How many grams of potassium permanganate

(KMnO4) should be added to a 100 mL volumetric flask to prepare a 0.02505 M solution when the flask is diluted
to the mark with water?

To determine the number of grams of potassium permanganate (KMnO4) needed to prepare a 0.02505 M solution in a 100 mL volumetric flask, we need to use the molar mass of KMnO4 and the formula for calculating molarity.

1. Find the molar mass of KMnO4:
- Potassium (K) has a molar mass of 39.10 g/mol.
- Manganese (Mn) has a molar mass of 54.94 g/mol.
- Oxygen (O) has a molar mass of 16.00 g/mol.
- Therefore, the molar mass of KMnO4 is:
39.10 g/mol (K) + 54.94 g/mol (Mn) + 4 * 16.00 g/mol (O) = 158.03 g/mol

2. Use the formula for molarity:
Molarity (M) = moles of solute / volume of solution (in liters)

Rearrange the formula to solve for moles of solute:
Moles of solute = Molarity (M) * Volume of solution (in liters)

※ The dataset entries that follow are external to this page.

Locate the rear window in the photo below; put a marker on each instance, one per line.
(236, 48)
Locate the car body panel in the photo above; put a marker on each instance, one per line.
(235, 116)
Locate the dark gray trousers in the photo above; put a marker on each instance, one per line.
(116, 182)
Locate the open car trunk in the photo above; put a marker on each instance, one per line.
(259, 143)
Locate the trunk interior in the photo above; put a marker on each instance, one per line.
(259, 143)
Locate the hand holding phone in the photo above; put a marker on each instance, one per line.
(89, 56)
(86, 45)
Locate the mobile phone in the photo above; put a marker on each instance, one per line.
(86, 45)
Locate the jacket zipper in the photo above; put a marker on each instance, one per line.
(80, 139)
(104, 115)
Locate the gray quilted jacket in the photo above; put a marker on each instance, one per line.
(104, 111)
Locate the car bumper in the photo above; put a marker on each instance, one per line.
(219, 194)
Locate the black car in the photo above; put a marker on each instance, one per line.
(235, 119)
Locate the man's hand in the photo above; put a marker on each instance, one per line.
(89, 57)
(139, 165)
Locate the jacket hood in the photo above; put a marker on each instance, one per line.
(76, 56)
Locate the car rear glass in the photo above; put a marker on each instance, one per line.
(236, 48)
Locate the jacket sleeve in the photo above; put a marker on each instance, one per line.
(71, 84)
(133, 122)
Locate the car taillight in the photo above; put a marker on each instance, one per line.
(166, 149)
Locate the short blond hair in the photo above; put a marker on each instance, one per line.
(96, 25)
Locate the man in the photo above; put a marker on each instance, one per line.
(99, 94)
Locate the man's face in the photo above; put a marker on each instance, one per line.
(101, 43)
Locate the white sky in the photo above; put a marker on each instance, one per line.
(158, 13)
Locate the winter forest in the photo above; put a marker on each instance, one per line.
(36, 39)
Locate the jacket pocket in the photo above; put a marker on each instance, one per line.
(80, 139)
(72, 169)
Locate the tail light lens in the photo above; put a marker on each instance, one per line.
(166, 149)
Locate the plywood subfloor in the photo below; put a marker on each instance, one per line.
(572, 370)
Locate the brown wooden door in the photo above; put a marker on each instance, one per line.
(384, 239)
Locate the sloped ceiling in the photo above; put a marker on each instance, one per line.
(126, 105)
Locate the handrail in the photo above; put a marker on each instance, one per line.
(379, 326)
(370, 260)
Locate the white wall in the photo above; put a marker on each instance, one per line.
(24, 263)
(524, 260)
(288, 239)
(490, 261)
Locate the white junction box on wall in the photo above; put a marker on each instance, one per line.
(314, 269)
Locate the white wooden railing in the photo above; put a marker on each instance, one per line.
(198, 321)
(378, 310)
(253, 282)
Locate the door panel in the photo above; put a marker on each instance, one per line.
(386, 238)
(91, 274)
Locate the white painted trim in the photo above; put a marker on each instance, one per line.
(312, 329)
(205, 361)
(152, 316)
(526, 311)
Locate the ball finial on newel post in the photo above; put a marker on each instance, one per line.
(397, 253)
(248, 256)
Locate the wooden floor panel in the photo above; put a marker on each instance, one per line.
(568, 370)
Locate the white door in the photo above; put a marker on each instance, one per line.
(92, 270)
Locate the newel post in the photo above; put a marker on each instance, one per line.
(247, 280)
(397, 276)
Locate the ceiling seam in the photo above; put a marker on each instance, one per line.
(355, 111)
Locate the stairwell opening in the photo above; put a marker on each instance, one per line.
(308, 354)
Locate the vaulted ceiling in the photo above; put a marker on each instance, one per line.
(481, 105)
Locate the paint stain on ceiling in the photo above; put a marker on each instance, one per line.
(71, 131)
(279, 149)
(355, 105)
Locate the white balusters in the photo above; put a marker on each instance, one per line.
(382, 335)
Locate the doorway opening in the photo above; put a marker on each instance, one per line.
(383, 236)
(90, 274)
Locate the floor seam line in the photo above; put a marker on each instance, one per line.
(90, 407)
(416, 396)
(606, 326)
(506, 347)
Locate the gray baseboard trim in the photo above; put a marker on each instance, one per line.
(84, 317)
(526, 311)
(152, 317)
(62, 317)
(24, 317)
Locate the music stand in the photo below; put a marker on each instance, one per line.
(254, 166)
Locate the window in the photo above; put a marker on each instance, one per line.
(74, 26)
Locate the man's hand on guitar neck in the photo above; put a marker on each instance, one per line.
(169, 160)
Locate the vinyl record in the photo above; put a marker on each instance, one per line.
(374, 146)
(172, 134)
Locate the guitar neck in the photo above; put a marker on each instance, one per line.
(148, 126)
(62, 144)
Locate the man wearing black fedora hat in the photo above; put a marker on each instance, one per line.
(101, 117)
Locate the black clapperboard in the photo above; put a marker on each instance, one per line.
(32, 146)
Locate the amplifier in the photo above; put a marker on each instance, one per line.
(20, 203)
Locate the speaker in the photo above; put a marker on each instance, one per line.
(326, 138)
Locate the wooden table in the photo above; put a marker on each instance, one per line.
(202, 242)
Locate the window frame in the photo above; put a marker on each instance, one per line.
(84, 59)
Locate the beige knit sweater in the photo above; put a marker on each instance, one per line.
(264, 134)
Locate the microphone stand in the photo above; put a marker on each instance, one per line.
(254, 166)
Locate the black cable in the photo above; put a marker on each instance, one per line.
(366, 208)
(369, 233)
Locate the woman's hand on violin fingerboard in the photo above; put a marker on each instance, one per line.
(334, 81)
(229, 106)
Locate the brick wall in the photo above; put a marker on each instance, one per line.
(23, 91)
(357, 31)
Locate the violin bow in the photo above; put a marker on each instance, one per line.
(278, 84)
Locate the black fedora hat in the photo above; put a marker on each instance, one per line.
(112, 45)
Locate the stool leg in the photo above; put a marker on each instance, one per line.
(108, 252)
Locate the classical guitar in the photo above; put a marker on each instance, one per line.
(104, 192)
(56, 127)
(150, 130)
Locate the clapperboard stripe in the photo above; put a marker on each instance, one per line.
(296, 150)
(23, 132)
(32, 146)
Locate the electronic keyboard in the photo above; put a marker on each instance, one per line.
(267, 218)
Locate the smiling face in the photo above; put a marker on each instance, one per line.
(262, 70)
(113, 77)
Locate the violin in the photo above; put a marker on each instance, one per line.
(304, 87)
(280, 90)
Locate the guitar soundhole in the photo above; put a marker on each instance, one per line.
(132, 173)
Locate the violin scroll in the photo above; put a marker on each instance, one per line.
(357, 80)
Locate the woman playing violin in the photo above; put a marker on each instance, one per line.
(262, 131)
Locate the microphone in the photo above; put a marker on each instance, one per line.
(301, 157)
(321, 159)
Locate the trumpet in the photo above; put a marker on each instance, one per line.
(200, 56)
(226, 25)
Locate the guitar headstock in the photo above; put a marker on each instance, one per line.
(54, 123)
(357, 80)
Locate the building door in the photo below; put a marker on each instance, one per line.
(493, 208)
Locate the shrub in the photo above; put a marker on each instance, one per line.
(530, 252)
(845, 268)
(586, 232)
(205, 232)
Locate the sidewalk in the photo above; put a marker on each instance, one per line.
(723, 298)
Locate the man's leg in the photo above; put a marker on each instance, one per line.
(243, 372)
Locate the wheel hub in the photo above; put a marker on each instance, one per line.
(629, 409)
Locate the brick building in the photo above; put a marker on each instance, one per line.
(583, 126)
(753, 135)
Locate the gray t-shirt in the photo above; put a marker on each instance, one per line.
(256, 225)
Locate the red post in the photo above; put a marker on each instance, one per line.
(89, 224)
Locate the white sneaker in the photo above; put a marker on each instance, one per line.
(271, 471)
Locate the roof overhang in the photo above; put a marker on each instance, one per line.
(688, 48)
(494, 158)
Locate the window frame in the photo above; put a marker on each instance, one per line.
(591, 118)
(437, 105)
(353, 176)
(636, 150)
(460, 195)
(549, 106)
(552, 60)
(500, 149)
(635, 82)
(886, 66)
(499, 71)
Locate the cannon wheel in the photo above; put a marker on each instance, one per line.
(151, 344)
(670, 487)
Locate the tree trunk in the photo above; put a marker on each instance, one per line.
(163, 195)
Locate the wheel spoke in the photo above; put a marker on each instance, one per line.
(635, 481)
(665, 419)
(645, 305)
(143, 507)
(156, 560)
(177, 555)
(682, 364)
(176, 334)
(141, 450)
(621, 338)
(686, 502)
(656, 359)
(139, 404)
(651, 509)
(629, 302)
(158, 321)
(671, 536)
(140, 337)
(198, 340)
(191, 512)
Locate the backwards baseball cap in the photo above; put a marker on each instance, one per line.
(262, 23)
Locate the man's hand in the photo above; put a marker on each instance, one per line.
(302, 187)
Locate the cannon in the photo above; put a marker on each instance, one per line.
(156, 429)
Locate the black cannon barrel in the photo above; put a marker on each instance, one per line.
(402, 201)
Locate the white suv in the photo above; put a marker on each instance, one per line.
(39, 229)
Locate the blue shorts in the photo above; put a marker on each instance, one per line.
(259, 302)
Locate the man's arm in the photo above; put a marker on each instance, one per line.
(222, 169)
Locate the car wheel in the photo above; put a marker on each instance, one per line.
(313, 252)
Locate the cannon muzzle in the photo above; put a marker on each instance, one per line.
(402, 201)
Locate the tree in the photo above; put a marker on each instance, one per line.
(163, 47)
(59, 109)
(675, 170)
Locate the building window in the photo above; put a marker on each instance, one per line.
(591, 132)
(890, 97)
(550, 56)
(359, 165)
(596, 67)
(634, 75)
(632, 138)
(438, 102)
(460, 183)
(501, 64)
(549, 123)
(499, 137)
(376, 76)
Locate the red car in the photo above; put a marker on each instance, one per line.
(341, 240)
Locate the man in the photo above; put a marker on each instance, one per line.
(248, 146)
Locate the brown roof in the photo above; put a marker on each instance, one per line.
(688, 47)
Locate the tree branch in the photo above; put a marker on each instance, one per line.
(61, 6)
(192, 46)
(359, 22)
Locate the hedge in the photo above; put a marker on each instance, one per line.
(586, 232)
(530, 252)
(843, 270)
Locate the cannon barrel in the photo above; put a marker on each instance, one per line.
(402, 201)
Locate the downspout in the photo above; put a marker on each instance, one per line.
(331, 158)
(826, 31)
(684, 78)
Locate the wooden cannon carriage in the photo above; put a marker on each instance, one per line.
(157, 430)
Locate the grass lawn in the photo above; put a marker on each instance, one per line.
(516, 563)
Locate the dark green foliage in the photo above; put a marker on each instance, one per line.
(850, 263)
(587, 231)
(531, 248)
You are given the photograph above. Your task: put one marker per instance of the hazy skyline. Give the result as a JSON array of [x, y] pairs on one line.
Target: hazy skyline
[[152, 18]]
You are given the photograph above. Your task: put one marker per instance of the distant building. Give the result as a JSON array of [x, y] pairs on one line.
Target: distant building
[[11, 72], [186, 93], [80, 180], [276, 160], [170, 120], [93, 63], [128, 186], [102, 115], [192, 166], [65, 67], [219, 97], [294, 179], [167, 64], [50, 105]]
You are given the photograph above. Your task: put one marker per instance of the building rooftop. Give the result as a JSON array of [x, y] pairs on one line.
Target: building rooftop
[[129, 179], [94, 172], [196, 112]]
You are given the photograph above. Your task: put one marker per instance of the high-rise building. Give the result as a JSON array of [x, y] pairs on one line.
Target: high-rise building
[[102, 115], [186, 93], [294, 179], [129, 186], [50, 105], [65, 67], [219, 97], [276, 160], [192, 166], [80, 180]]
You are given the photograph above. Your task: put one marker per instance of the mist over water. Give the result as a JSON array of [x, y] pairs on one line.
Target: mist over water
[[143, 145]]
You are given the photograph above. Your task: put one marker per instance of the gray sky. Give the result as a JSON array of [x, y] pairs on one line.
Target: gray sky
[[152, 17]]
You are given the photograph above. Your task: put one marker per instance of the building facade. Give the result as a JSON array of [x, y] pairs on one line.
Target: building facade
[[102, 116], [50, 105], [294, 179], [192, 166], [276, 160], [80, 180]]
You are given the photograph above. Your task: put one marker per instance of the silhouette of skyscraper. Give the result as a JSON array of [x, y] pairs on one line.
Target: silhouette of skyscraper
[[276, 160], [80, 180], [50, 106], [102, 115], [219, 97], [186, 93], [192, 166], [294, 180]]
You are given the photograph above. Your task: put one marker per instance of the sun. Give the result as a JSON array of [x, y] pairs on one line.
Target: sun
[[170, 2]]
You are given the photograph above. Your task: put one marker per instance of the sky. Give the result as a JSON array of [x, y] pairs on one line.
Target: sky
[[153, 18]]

In this case, we know the molarity (0.02505 M) and the volume of solution (100 mL = 0.100 L).

Moles of solute = 0.02505 M * 0.100 L = 0.002505 moles of KMnO4

3. Convert moles to grams:
Multiply the number of moles by the molar mass of KMnO4.

Grams of KMnO4 = 0.002505 moles * 158.03 g/mol = 0.3957 grams of KMnO4

Therefore, approximately 0.3957 grams of potassium permanganate (KMnO4) should be added to a 100 mL volumetric flask to prepare a 0.02505 M solution when the flask is diluted to the mark with water.